Would it be possible to embed like... 1 gig or at least the max amount to hold 1 entire game (the largest game)?

That way... the Neo CD could load the entire game to memory... and then play out of memory while playing the music from the cd?

I know some code would have to be written and put on the chips so that it would actually load the entire game.

But is this possile?  Or just wasted effort?

†B†V† :hat
 
I wish I knew. It would seem that in theory..at least..its possible. I'm in the same boat as you though..I'm not that techy myself.

I have no idea why no one has tried modifying a NGCD..I guess that theres just not much interest in it..and thats lame really.
 
Dr_Ackula said:
I wish I knew. It would seem that in theory..at least..its possible. I'm in the same boat as you though..I'm not that techy myself.

I have no idea why no one has tried modifying a NGCD..I guess that theres just not much interest in it..and thats lame really.

I don't know... its that whole AES is 1337 argument.

I own all 3 systems (cd/mvs/aes) and the one that gets the most play is the CD.... at least for me.

†B†V† :hat
 
technikly all is possible (put more ram, change the CD by a 8X etc.)

the principal probleme is the bios of the Neo Geo CD ..., it s probable than this one don't know the modification
 
Sadly, this would be near impossible to do. I have never seen a NeoCD motherboard, but I'd bet there is no room for any expansion. So what you would have to do is find the RAM chips and get their part numbers. From there you look up the specs to find the pin outs, and use them to find other ram chips that have the same design with higher capacity. Once you have those, you would desolder the old ram from the motherboard, and put the new chips on there. Then you run into the problem kuk mentioned with the BIOS. The system was designed with a specific amount of ram in mind, so the BIOS will refuse to see anything more unless there the old one is patched or a new one is made. Even after all that, you still won't have any improvement to the games. Every game SNK released is just like the BIOS, in that they are made for a certain amount of RAM. They are all programmed to get their data from the original locations, so instead of loading more at once, they will just fill the same locations and when time for new data comes, load more from the cd drive.

Unless you did heavy editing to any existing CD games, the only thing more RAM could really help is MVS/AES to CD conversions. Considering the age of the system, even if you could find replacement ram, I'd doubt it would go high enough to convert the huge games like MS3 or KOF2k2.

Once all the cost and time is factored in, plus the chance of killing your NeoCD to get it to work. You are probably better off just getting an MVS and the games you want for it.
 
I know absolutely nothing about this tech porblems, but I noticed that when I put my NGCD games on my PC's 48x drive and use an emulator, the game load as fast as a 48x drive can allow, and load times are virtually gone... can this mean that a faster drive on a NGCD could improve load times?
 
Rainman said:
I know absolutely nothing about this tech porblems, but I noticed that when I put my NGCD games on my PC's 48x drive and use an emulator, the game load as fast as a 48x drive can allow, and load times are virtually gone... can this mean that a faster drive on a NGCD could improve load times?

Yep.
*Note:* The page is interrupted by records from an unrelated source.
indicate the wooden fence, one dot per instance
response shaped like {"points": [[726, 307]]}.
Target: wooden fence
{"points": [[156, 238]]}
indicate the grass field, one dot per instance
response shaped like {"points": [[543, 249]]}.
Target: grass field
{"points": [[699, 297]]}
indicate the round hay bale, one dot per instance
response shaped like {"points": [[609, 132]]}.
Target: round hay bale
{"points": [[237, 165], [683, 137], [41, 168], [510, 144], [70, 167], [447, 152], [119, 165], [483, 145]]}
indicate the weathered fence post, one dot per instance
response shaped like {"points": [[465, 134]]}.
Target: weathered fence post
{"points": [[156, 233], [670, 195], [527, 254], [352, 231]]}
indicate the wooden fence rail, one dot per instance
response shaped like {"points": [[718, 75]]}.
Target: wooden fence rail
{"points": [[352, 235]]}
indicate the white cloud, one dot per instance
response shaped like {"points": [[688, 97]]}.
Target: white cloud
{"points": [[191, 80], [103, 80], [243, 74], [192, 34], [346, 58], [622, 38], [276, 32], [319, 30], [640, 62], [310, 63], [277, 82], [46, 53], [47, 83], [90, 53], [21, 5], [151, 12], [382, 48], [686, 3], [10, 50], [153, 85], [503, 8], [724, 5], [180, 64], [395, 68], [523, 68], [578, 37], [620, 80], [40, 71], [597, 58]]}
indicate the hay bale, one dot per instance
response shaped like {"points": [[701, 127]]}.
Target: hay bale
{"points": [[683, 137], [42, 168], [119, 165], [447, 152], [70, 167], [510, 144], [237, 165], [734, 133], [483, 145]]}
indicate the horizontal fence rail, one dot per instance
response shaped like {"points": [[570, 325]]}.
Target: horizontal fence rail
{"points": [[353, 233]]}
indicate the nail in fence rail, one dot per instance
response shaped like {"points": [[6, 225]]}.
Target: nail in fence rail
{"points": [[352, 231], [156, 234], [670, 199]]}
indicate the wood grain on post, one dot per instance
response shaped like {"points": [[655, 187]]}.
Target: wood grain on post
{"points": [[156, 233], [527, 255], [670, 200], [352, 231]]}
A faster CD Drive would help loading out alot. Even a drive as simple as 8x could fill all the NeoCD's memory in 7 or 8 seconds. Finding a replacement would be a big problem though, as SNK probably used a drive with a custom interface.
 
Actually a faster CD would cause problems. The hardware is probably limited to how fast it can move data over it's bus.

As far as memory goes, it would require a BIOS change, at the least. That's assuming the memory is actually visible (in some fashion) to the 68000. If not, the hardware would have to be modified.

And, then there's the problem of how each of block of memory is mapped. Each bank of memory would have to be stored sequencially in the available ram, so there's no way to increase the program bank without overwriting the next bank (for example).